With new support from the National Institutes of Health, a team of researchers at the Wisconsin Institute of Discovery will lead drug therapeutics testing for two diseases known to cause blindness.
Over the next five years, the collaborative project will use the $29 million NIH grant to merge new drug delivery systems with advanced genome CRISPR technology, innovating new treatments for Best Disease (BD) and Leber Congenital Amaurosis (LCA), both of which are currently untreatable hereditary diseases.
"Genetic mutations can cause some of the most rare and devastating disorders of the nervous system,” said Walter Koroshetz, co-chair of the Somatic Cell Genome Editing Program and director of the National Institute of Neurological Disorders and Stroke. "Thanks to large-scale efforts like the SCGP, we are starting to bring tools into the clinic to edit out these gene mutations. While there are still challenges to overcome, the level of hope for effective treatments is high."
The researchers decided to focus on the eye as their starting point because it is self-contained and isolated from other organs as well as for its accessibility, ease of monitoring and reduced likelihood of adverse immune reactions.
"Our focus is on two different diseases: LCA, a severe and rare group that affects children and their entire vision, and BD which affects older individuals’ central vision and has a slower onset," says David Gamm , UW-Madison ophthalmology professor and director of the McPherson Eye Research Institute. "By targeting these two diseases, we can gain a broader perspective on the effectiveness of our gene editing therapeutics."
Krishanu Saha , a professor of biomedical engineering at WID and a member of NIH’s Somatic Cell Genome Editing Consortium, views this grant as a crucial step towards advancing gene editing therapy and drug development on campus.
"The genome editing piece of it is a game changer," Saha says. "The opportunity to execute it in a safe and meaningful way for patients, specifically Wisconsin patients currently diagnosed with one of these diseases, would be a nice fulfillment of why we do the work and why it’s publicly funded."
Genome editing involves splicing or cutting DNA at a specific spot, or inserting a DNA template that replaces the cut site. This corrects disease-causing mutations by eliminating or replacing the mutated sequence. Despite significant advancements in CRISPR gene editing technology, it has thus far resulted in few useful drug therapies. This is mainly because although CRISPR can modify the DNA of a single cell, treating billions of cells is necessary for effective treatment.
First, to ensure a therapeutic is safe and effective for patients, a model system is needed to mimic what would happen in a patient, without risking their safety.
"This can be done through animal models or lab-grown cell-based systems," says Gamm. "Our role is to develop, grow, and maintain the cell-based system for testing."

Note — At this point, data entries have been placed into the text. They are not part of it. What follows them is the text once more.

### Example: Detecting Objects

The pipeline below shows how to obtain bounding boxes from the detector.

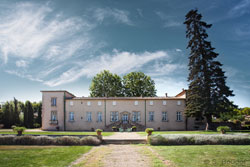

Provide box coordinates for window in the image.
[162,112,168,121]
[86,112,92,122]
[51,111,57,121]
[51,97,56,106]
[97,112,102,122]
[110,111,118,122]
[69,112,75,121]
[176,111,182,121]
[149,111,154,122]
[132,111,141,122]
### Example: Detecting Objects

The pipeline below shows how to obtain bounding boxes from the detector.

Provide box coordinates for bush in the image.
[0,135,15,145]
[217,126,230,133]
[149,134,250,145]
[55,136,80,145]
[145,128,154,133]
[95,129,103,132]
[80,136,101,146]
[13,126,26,132]
[0,135,101,145]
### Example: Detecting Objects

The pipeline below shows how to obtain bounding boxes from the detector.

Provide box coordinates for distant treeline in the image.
[0,98,42,128]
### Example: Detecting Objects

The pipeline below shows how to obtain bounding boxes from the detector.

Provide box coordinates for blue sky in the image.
[0,0,250,107]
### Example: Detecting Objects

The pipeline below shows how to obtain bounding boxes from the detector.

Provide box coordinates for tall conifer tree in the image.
[184,10,233,128]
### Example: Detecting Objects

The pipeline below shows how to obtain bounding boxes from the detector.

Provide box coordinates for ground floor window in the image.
[51,111,57,121]
[69,112,75,121]
[176,111,182,121]
[132,111,141,122]
[97,112,102,122]
[110,111,118,122]
[86,112,92,122]
[162,112,168,121]
[149,111,154,122]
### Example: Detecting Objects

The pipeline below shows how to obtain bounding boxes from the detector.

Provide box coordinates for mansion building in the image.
[41,90,197,131]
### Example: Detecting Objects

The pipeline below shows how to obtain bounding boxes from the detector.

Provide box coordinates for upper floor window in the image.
[149,111,154,122]
[176,111,182,121]
[86,112,92,122]
[110,111,119,122]
[69,112,75,121]
[97,112,102,122]
[162,112,168,121]
[51,97,56,106]
[51,111,57,121]
[87,101,91,106]
[132,111,141,122]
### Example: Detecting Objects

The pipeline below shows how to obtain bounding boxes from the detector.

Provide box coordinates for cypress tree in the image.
[184,10,233,127]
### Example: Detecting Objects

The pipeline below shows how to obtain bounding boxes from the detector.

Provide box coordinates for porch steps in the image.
[102,139,147,144]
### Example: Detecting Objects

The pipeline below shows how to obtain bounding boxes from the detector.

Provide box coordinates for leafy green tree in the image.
[122,72,156,97]
[184,10,233,127]
[89,70,123,97]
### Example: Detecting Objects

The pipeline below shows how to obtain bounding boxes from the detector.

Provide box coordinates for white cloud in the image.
[0,2,93,63]
[155,11,182,28]
[45,50,169,87]
[229,0,250,17]
[94,8,133,25]
[16,60,28,67]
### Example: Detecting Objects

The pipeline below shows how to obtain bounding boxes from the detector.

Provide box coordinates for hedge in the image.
[148,134,250,145]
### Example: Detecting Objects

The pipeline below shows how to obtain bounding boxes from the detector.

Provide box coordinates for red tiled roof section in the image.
[175,89,187,97]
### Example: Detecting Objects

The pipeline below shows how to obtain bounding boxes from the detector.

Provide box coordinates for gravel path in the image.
[103,132,147,139]
[70,145,155,167]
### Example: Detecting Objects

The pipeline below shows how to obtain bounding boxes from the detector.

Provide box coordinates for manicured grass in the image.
[151,145,250,167]
[137,131,250,136]
[0,131,114,136]
[0,146,92,167]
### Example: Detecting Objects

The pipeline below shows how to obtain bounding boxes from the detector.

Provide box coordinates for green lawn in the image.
[0,131,114,136]
[151,145,250,167]
[137,131,250,136]
[0,146,92,167]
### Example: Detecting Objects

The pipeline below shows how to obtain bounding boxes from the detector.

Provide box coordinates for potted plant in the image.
[145,128,154,136]
[13,126,26,136]
[95,129,102,136]
[112,126,117,132]
[217,126,230,134]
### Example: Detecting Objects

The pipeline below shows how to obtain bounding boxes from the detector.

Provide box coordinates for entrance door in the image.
[122,114,128,124]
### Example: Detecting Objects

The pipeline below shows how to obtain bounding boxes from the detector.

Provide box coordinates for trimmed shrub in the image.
[80,136,101,146]
[0,135,15,145]
[149,134,250,145]
[217,126,230,134]
[55,136,80,145]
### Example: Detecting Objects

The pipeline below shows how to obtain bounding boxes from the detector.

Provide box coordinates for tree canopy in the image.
[184,10,233,123]
[89,70,123,97]
[89,70,156,97]
[122,72,156,97]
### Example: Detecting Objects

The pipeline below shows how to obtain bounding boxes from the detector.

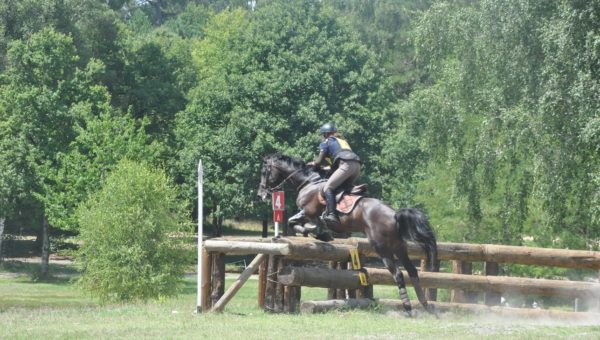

Additionally, most CRISPR technology uses a virus delivery system that is currently hindered by unintended off-target effects, such as reduced durability, undesirable immune reactions and supply chain difficulties. To overcome these limitations, the project aims to leverage nanotechnology to develop novel methods for efficient drug delivery of the CRISPR gene editor.
One delivery approach will be led by Shaoqin "Sarah" Gong, UW-Madison professor of ophthalmology and visual sciences and biomedical engineering.
"Developing a safe and efficient delivery system for the CRISPR genome editor is essential for clinical translation," says Gong.
Her work focuses on a new family of nanoparticles that can carry genome-editing tools into target organs or cells around the body and then harmlessly dissolve.
In the past, there have been biosafety issues resulting from prolonged expression of gene editors via viral delivery. However, the Gong lab has engineered biodegradable nanoparticles that can deliver genome editors in a way that reduces the off-target editing effects.
Early studies have shown no adverse events in human cell cultures or mouse models. With U19 grant support, the team aims to optimize the nanoparticle formulations for higher editing efficiency, develop a manufacturing process and evaluate biosafety and efficiency in non-human primates. This will lead to a safer and more efficient nanoparticles-based ocular gene editing therapy.
Another approach to improving the delivery of genome editing therapeutics involves a partnership with start-up biotechnology company Spotlight Therapeutics Incorporated. The California-based company will use a multi-prong approach to solving the delivery challenges using proteins and peptides. They will also focus on streamlining the industry side of developing drug therapeutics, from conceptualization to implementation.
"This project could have a potentially durable impact," remarks Saha. "Just trying is a big deal. It’s a long road from the design stage of paper and pencil to formulating effective therapeutics with a lifetime impact. It takes lots of investment. The fact that we are piecing together the resources and the people here in Madison makes that really exciting and meaningful."
Another challenge is one of economics. Rare disorders and diseases are not appealing to industry pharmaceuticals because the market cannot sustain the millions of dollars and time it takes to invest in the resources needed to show genome editing therapeutics are safe and effective.
"This grant offers us the resources to improve processes, develop a safe and effective patient treatment model system and enhance visual function. Although they may not eliminate the disease entirely, the goal is to create meaningful improvement," says Gamm.
The grant began in May and is one of five multidisciplinary grants that the NIH will award in 2023.